Peu importe au final que l'on parle de machette pour l'un et blindé pour l'autre, monde peinant à sortir de la grisaille eighties et univers où le virtuel contrôle le réel, guitares massacrées et logiciels matraqués : l'un et l'autre ne sont que des moyens d'époque d'exprimer une même colère, d'assouvir un même besoin d'expulser. De peindre une vision de terreur qui donne au départ l'impression d'être située dans un futur dystopique, avant de se révéler comme notre présent. C'est ce que donne à voir
Melk en Honing d'une façon plus catchy et mélodique qu'autrefois, moins trouble, transparente jusqu'à l'os (à l'image de « Disparate », titre faisant mériter pour la première fois le qualificatif de « tube » à une œuvre du Ricain). Peut-être la rencontre avec Phil Anselmo – producteur de ce disque et grand défenseur du projet – a-t-elle quelque chose à voir avec cette percée vers une musique toujours marquée par la fonderie mais prenant cette fois le temps de séduire pour mieux asservir ? Toujours est-il que Tristan y est ici à son état de plus belle bête musculeuse et avenante, allant jusqu'à donner à ses ritournelles des airs de refrains à chanter (« Future Man »).
Mais cette accroche ne dure qu'un temps.

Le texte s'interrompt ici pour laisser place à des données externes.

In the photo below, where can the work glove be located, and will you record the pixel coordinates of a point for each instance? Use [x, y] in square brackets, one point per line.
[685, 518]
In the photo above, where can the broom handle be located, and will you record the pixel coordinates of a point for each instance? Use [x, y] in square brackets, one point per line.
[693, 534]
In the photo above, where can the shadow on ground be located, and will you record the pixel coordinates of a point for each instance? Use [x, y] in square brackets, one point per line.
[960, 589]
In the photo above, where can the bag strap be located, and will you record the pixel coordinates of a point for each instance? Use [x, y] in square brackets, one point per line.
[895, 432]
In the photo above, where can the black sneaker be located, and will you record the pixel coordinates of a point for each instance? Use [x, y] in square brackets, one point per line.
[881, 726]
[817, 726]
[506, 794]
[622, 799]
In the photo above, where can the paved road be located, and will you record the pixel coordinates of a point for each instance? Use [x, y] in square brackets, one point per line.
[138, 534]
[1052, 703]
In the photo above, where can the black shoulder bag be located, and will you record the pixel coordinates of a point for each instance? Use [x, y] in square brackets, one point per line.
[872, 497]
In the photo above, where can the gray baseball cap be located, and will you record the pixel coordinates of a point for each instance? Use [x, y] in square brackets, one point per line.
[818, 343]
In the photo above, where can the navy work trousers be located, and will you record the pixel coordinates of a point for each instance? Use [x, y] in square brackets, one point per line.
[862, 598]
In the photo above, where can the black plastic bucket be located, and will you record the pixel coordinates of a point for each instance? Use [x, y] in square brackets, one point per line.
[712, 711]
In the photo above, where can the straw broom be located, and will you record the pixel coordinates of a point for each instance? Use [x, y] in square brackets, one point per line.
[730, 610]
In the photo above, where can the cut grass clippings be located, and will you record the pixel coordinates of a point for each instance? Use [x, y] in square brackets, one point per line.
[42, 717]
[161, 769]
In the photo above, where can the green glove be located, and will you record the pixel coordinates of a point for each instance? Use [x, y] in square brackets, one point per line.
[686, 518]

Plus
Melk en Honing se déploie, et moins l'humain paraît guider les choses, les chants se trouvant de plus en plus brouillés sous les couches rythmiques. Une fuite en avant vers le digital vécue dans la rage, comme si la purification de ses frustrations ne pouvait passer que par les leviers et samples. Les exutoires de son temps, qui remplacent le feu d'
Enemy of the Sun par des beats écrasants et une multitude de sons en constante combustion. Si l'ensemble est tant travaillé au millimètre qu'il reste constamment agréable à entendre, Author & Punisher n'est pas devenu moins dur sur ce nouvel essai : sa domination a simplement grandi, se servant de l'enivrement de ses mélodies cliniques pour mieux exprimer sa colère. Être à la hauteur de ce combat demande méthode et si l'amertume que laisse en bouche la fin de « Void, Null, Alive » fait croire à un échec, c'est surtout dans ce qu'elle a de constat froidement présenté qu'elle laisse abasourdi.

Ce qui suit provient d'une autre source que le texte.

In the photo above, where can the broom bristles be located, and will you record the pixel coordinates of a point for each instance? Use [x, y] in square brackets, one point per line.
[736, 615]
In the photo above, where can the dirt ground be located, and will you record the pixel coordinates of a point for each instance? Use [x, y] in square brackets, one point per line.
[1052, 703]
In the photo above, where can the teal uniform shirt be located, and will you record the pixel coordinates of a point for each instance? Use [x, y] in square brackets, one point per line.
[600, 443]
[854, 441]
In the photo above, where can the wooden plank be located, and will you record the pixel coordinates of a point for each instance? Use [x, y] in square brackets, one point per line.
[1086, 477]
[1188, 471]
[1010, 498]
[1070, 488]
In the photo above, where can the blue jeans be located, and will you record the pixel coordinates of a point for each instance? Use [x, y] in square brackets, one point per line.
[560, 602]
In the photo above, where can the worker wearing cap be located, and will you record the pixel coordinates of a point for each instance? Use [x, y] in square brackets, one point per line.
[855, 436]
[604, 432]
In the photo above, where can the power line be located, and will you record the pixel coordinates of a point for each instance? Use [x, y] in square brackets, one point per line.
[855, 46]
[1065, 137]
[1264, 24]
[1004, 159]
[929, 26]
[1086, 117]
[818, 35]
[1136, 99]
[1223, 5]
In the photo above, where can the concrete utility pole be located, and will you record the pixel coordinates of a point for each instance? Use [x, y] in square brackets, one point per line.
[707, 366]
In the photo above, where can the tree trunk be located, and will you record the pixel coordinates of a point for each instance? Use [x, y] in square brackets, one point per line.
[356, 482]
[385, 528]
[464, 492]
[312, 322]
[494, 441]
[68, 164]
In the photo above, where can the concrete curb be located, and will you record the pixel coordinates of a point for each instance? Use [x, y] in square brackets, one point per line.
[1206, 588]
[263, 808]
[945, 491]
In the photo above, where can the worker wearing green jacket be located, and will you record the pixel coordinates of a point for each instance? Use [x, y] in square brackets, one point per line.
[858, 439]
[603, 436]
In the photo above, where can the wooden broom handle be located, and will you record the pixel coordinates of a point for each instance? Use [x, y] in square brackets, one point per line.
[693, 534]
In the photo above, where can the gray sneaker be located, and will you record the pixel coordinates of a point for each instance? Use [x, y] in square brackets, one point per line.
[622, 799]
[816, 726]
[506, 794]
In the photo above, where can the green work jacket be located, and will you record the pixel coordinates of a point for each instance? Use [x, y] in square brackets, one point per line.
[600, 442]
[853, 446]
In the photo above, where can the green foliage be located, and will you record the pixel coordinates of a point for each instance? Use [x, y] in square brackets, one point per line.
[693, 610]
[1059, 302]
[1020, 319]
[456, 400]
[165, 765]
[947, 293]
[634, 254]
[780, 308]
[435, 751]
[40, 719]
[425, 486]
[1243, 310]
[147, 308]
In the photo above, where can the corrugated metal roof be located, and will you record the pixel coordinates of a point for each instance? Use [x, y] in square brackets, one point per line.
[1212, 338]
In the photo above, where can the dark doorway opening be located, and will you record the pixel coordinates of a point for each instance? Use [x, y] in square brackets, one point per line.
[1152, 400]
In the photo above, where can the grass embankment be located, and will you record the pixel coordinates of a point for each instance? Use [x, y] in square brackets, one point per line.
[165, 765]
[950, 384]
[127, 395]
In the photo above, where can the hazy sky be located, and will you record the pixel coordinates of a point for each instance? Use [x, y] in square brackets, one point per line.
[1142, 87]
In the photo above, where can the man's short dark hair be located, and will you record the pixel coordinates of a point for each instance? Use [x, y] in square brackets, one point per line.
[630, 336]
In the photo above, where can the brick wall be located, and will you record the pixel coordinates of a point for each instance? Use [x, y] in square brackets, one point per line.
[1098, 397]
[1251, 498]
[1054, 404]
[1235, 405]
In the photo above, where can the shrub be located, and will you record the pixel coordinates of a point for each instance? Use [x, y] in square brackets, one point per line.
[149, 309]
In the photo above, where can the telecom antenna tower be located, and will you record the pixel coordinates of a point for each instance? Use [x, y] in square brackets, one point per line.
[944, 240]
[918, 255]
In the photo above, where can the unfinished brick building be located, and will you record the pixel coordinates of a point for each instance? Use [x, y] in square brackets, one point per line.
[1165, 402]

Vous l'aurez sans doute compris : pas de références à Blade Runner ou Terminator cette fois-ci. Bien que l'on pense ici à Vangelis (le début de « Callous and Hoof »...), là à un T-1000 nous roulant dessus méthode
Ursus Americanus (… et sa suite),
Melk en Honing tire sa force de son côté « actuel », de ce qu'il transmet d'existence blême d'un homme usant de son attirail journalier fait de machines cybernétiques pour hurler sa présence. Pas pour rien que le titre « Shame » me rappelle ce film du même nom, où Michael Fassbender traîne son regard bleu acier et sa mâchoire serrée sur les écrans pour assouvir ses envies, puis finalement crie ce qu'il peut, tant il est étouffé, annihilé. Il ne s'agit pas de futur ; il s'agit de présent. Il ne s'agit pas d'avant-gardisme ; il s'agit de peut-être la seule musique qui représente l'aujourd'hui. Ce qui fait que, malgré une façade plus lisse me faisant garder une préférence pour le plus brut en émotions
Women & Children,
Melk en Honing est un nouveau coup de cœur de la part de Tristan Shone, se plaçant au-delà de tout rappel et référence comme un des projets les plus pertinents que j'ai pu entendre. Il n'est jamais trop tard pour s'y intéresser.